The private student loan default rate remains higher than pre-recession levels despite decreasing year over year in 2012, according to Moody’s Investors Service.

According to the ratings agency quarterly report on non-federally guaranteed student loan performance, the annualized default rate in fourth-quarter 2012 was 4.5%, down from 5.2% in fourth-quarter 2011, for the third consecutive quarter of sizeable year-over-year improvement. But the rate remains nearly twice as high as it was prior to the recession.

The 90-plus delinquency rate was 2.5% in fourth-quarter 2012, down from 2.7% in fourth-quarter 2011, for the eleventh consecutive quarter of year-over-year improvement. Ninety-plus delinquencies will continue to drop slowly as they have since peaking in mid-2009, said Moody’s.

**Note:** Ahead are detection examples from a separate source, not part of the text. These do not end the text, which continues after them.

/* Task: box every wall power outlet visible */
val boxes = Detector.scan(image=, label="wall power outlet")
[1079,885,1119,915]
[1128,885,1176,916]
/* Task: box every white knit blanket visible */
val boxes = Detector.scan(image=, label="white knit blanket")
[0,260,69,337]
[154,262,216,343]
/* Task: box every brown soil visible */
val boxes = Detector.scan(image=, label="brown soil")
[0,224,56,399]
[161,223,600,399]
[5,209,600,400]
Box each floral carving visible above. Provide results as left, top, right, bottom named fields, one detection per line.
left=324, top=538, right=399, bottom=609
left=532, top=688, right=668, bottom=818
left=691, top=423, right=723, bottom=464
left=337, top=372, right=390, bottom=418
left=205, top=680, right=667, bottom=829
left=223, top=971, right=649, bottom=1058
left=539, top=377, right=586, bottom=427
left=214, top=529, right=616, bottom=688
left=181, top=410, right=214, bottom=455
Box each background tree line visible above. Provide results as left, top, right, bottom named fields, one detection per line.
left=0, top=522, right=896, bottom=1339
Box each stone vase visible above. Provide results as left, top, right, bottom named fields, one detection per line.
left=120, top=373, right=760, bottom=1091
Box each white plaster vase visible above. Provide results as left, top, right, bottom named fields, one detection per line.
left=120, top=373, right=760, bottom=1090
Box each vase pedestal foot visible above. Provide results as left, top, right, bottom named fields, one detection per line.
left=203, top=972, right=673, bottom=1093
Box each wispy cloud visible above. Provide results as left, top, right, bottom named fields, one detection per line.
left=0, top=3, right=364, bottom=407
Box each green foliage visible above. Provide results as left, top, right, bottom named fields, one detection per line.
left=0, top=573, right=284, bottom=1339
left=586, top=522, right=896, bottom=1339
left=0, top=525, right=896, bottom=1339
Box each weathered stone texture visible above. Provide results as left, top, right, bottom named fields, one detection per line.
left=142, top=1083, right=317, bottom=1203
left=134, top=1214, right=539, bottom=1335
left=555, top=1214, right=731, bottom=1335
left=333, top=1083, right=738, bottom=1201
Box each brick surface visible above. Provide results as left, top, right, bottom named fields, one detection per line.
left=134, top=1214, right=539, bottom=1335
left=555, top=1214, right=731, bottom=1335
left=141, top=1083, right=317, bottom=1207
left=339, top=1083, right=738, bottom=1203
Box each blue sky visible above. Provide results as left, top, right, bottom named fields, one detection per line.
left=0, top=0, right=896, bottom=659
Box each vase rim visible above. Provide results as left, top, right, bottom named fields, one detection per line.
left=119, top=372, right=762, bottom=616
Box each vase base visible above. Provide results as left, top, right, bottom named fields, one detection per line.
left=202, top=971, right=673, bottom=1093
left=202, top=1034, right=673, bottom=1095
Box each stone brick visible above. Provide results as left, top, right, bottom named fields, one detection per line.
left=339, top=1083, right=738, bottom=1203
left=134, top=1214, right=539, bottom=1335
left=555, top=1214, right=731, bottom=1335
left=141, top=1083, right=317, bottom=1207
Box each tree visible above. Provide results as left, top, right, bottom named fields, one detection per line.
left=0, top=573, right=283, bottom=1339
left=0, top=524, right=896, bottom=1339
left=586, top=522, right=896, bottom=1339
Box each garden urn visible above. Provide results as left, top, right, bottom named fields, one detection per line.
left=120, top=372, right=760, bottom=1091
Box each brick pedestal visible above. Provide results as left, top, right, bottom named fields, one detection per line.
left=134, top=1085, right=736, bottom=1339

"We will continue to see high rates of default because the unemployment rate, the key credit driver of student loan defaults, will remain high at 7.0%-8.0%," said Moody's AVP-Analyst Tracy Rice.

Rice said that while improving unemployment will help borrowers repay their loans, the high student loan debt and lower earnings will continue to make repayment difficult.

Moody's private student loan indices track ten years of credit performance data on 68 private
student loan securitizations that the agency rates, representing over $40 billion in outstanding pool balance.